In a welcome sacrifice for the good of the planet, a United Nations' International Resource Panel study found that saving the environment may require people work fewer hours in the future. A growing middle class has led to a rapid pace of raw material extraction around the globe, which has tripled over the past 40 years. Thus, more efficient use of the planet's remaining resources is necessary to stave off grave environmental consequences.
In other words, the global economy will need to make huge improvements in material and energy efficiencies in order to provide housing, food, electricity, water and modern consumer goods to a growing world population with aspirations for middle-class comforts. To address this issue, policy recommendations from the study call for transformative changes that include a reduction in work hours, as well as to price raw materials in a way that accounts for the social and economic costs of extraction.

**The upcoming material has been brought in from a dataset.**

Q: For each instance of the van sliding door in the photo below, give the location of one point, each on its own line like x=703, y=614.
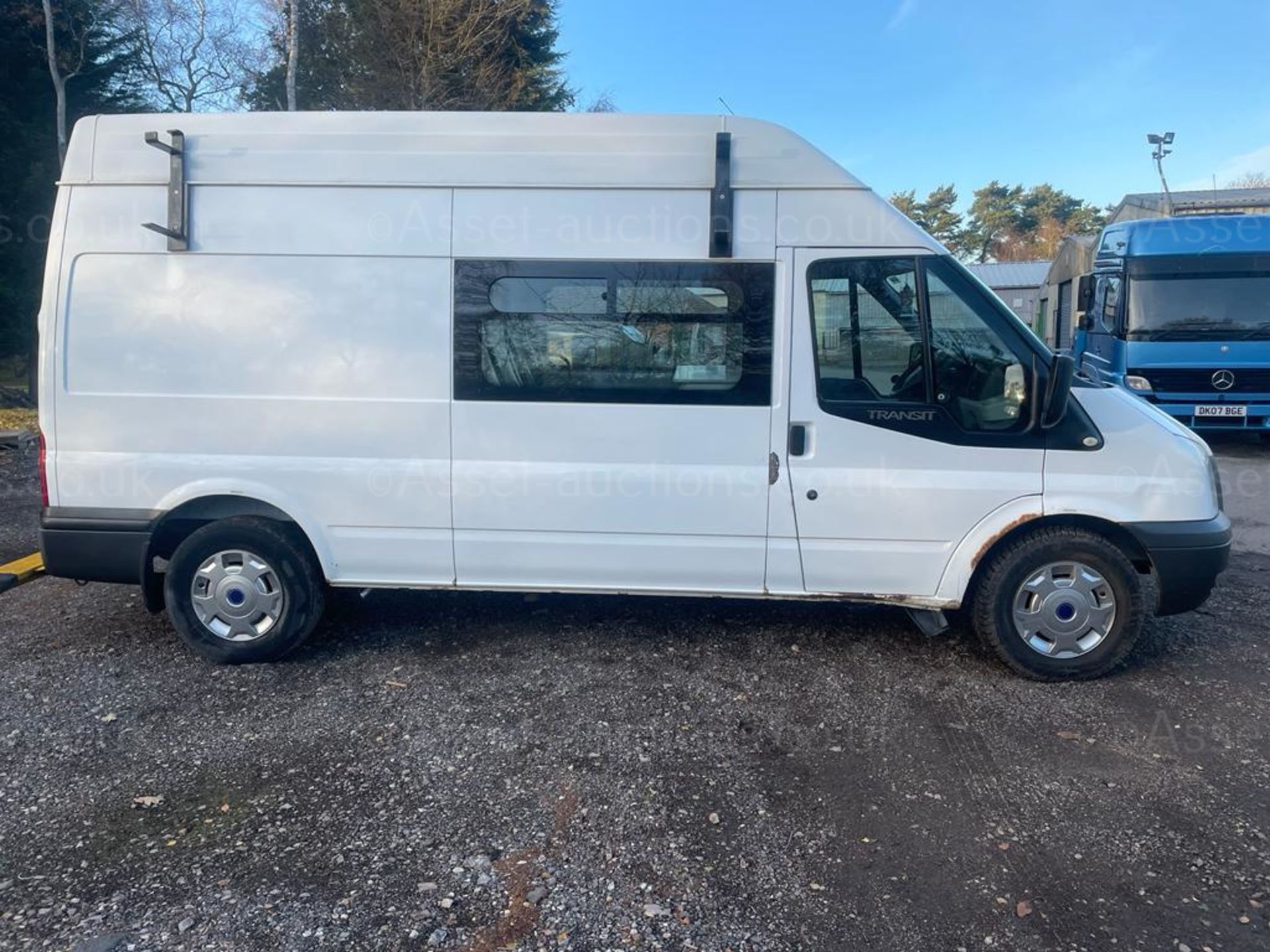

The study provides a coherent account of material use globally and for every nation, and covers 40 years of extraction, trade and consumption of biomass, fossil fuels, metal ores and non-metallic minerals. From 1970 to 2010, world-wide extraction of materials grew from 22 billion tons annually to around 70 billion tons, with non-metallic minerals used in construction the fastest growing.
Since 2000, material use has accelerated due to increasing demand from China and other Asian economies, while efficiency has declined. Part of the reason is the shift in production away from material-efficient economies such as Japan, South Korea and Europe.
At the same time, a substantial gap remains in the standard-of-living between North America and Europe and the rest of the world, as the richest countries consume 10 times the materials as the poorest countries, on average. Though a number of developed countries have committed to decoupling economic growth and well-being from rising consumption, achieving this by increasing the circular nature of their economies through remanufacturing, recycling and reuse.
Even so, on its current trajectory, the estimated population of nine billion by 2050 would require about 180 billion tons of materials annually, roughly three times current consumption levels. This will reportedly result in continued climate change and overall environmental degradation, including greater loss of biodiversity, more soil erosion, and more waste and air pollution, as well as decrease human health and quality of life.